Microservice Demo

tl;dr Using Materialize, you can easily create transformation-oriented microservices.

Microservices, at their best, are services that represent some conceptually small unit of work in a pipeline—maybe provisioning some new resources, or performing a transformation.

When creating microservices that operate on large datasets, teams often rely on a job scheduler to handle incoming data in batches. These tools range from the very basic (e.g. cron) to the very byzantine.

However, with Materialize, you can instead cut out the notion of scheduling and jobs entirely. Instead, you simply send data to Materialize, describe its transformations with SQL, and read results on the other side. And, as a bonus, it can maintain the results of your transformations with sub-second latencies, enabling newer and more nimble services.

Overview 

In this demo, we’ll take the role of a VM provider, and build a microservice to produce our customers’ billing data.
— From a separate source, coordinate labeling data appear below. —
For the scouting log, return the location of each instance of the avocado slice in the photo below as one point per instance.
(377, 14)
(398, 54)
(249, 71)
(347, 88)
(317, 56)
To do this, we’ll aggregate our users’ billing data based on:

In the rest of this section, we’ll cover the “what” and “why” of our proposed deployment using Materialize to provide a job-less microservice.

Events 

Events in this demo represent our customers’ billable actions—in this case, some amount of CPU usage over an interval of time.
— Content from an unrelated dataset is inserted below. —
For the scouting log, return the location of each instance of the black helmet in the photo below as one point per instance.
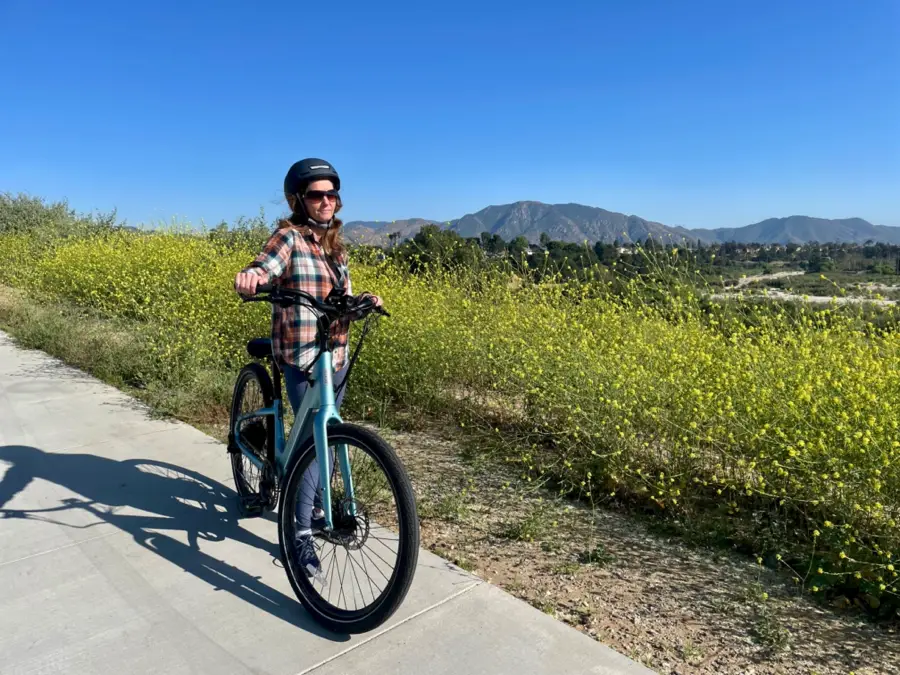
(306, 171)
We’ve chosen to represent events as protobuf messages, which need to include the following details:

Pricing data 

To remove complexity from this demo, we’ll keep our prices the same, and simply read them into Materialize once. However, in a production deployment, one could create another service that analyzes VM usage and dynamically sets the price.

Stream 

To ferry data from our machines to our microservice, we’ll send the messages on a stream—namely, Kafka.

Materialize 

Materialize itself does the bulk of the work for our microservice, which includes:

Diagram 

User VM -Protobuf-> Kafka <-Append-only-> Materialize <-SQL-> Client

Conceptual overview 

This demo includes everything you need to see a billing microservice in action, but in this section, we’ll cover the the thinking behind how the load generator was created, and provide a kind of template you could use for similar systems.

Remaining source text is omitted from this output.